Activation-Induced B Cell Fates Are Selected by Intracellular Stochastic Competition

Abstract

Stochastic or Asymmetric Fate Determination? During an adaptive immune response, B lymphocytes rapidly divide and differentiate into effector cell populations, including antibody-secreting plasmablasts and memory B cells. Many also change the class of antibody they secrete, through a process called isotype switching. During this process, some cells die. Whether cells acquire these different fates in a stochastic or programmed manner, however, is unclear.
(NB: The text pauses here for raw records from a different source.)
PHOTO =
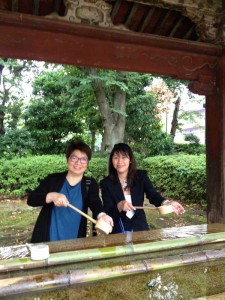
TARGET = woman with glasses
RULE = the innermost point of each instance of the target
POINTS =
(56, 221)
(126, 187)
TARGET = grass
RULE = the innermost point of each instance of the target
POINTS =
(17, 220)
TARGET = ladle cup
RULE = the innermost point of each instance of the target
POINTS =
(100, 225)
(163, 210)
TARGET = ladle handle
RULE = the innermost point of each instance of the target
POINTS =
(145, 207)
(82, 213)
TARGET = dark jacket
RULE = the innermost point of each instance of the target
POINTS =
(54, 183)
(112, 193)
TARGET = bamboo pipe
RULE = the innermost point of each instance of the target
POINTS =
(82, 213)
(110, 252)
(100, 225)
(164, 209)
(51, 281)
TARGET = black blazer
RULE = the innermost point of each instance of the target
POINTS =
(54, 183)
(112, 193)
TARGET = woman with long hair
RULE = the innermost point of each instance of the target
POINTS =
(126, 187)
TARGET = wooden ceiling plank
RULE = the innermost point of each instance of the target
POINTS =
(147, 19)
(14, 5)
(36, 38)
(160, 27)
(178, 24)
(36, 4)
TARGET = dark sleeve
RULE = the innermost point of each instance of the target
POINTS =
(109, 202)
(150, 191)
(37, 197)
(94, 201)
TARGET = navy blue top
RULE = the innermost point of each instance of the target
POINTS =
(65, 222)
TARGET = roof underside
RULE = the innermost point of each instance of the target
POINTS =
(194, 20)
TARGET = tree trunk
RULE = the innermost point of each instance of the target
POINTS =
(113, 117)
(175, 117)
(93, 134)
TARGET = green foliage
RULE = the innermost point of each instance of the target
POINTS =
(50, 117)
(193, 149)
(158, 144)
(181, 177)
(19, 175)
(16, 142)
(193, 139)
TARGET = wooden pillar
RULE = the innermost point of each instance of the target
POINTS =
(215, 148)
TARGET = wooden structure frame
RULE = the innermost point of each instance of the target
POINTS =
(34, 37)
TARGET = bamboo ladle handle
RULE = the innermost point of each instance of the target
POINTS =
(100, 225)
(146, 207)
(163, 210)
(82, 213)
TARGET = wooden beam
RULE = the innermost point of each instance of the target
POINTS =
(38, 38)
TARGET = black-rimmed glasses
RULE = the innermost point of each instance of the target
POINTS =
(82, 160)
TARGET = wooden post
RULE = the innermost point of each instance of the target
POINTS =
(215, 145)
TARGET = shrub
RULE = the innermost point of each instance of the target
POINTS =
(180, 177)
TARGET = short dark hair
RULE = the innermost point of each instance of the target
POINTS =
(78, 145)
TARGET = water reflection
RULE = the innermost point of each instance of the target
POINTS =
(158, 290)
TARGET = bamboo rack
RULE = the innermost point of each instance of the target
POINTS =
(51, 281)
(110, 252)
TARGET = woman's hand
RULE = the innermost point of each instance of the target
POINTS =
(125, 206)
(177, 207)
(106, 219)
(57, 198)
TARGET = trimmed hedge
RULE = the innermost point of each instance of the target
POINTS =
(180, 177)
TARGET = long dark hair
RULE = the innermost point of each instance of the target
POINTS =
(124, 149)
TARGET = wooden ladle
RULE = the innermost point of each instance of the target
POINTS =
(100, 225)
(163, 210)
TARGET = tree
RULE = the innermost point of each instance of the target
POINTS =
(11, 93)
(50, 117)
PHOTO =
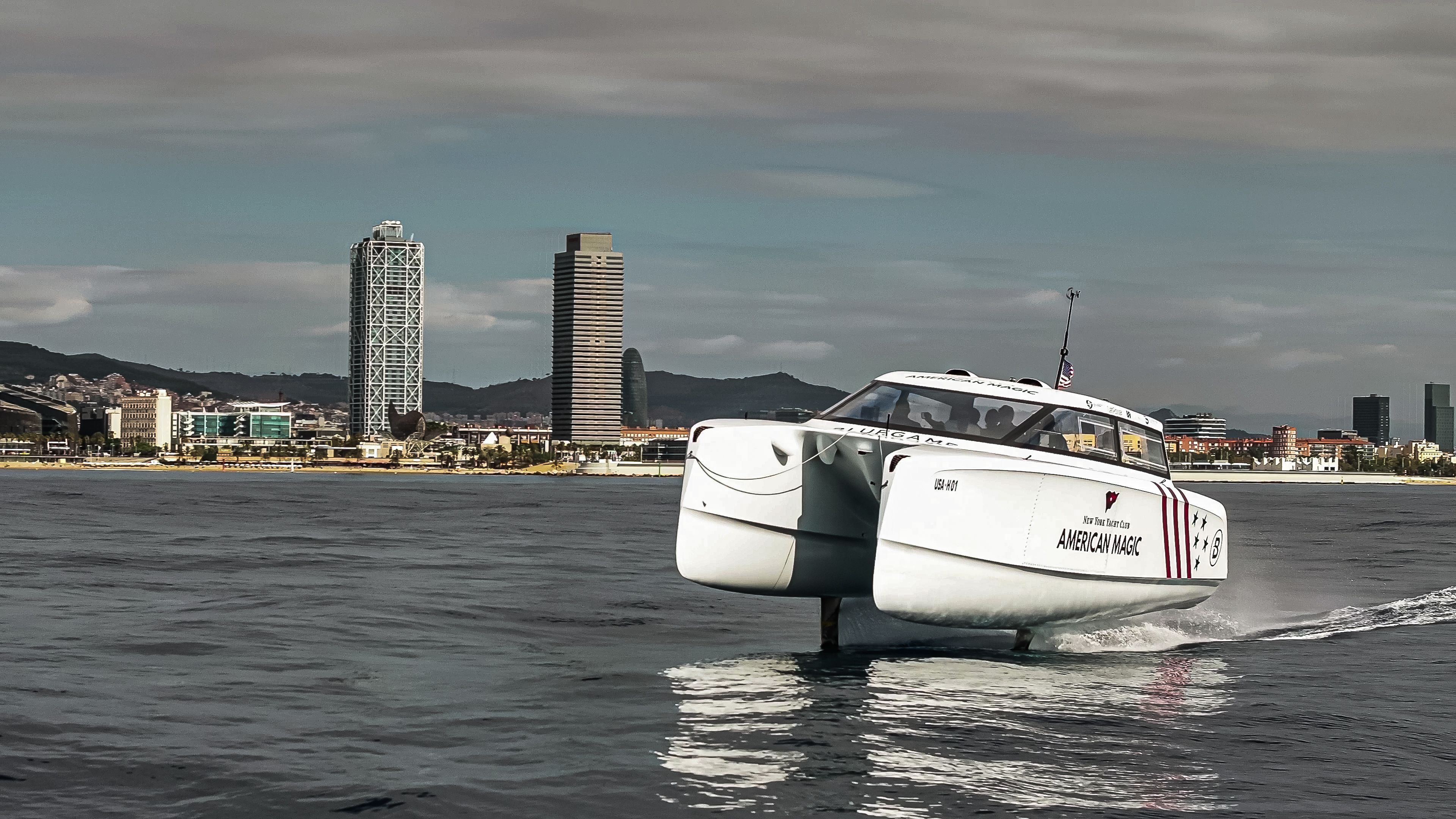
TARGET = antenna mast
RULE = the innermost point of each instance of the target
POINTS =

Duffy et al. (p. 338 , published online 5 January) used single-cell tracking to determine the times to division, differentiation into a plasmablast, isotype switching, and death of stimulated B lymphocytes. Statistical analysis and mathematical modeling revealed that these cell-fate decisions appear to be the result of random clocks: Which clock went off first (division, differentiation, or death), determined the fate of the cell. Barnett et al. (p. 342 , published online 15 December) sought to determine whether asymmetrical cell division, which is thought to contribute to effector cell-fate decisions in T cells, may be at work in B lymphocytes. Indeed, factors important for the initiation and maintenance of germinal center B lymphocyte identity, along with an ancestral polarity protein, were asymmetrically distributed and maintained their asymmetry during cell division.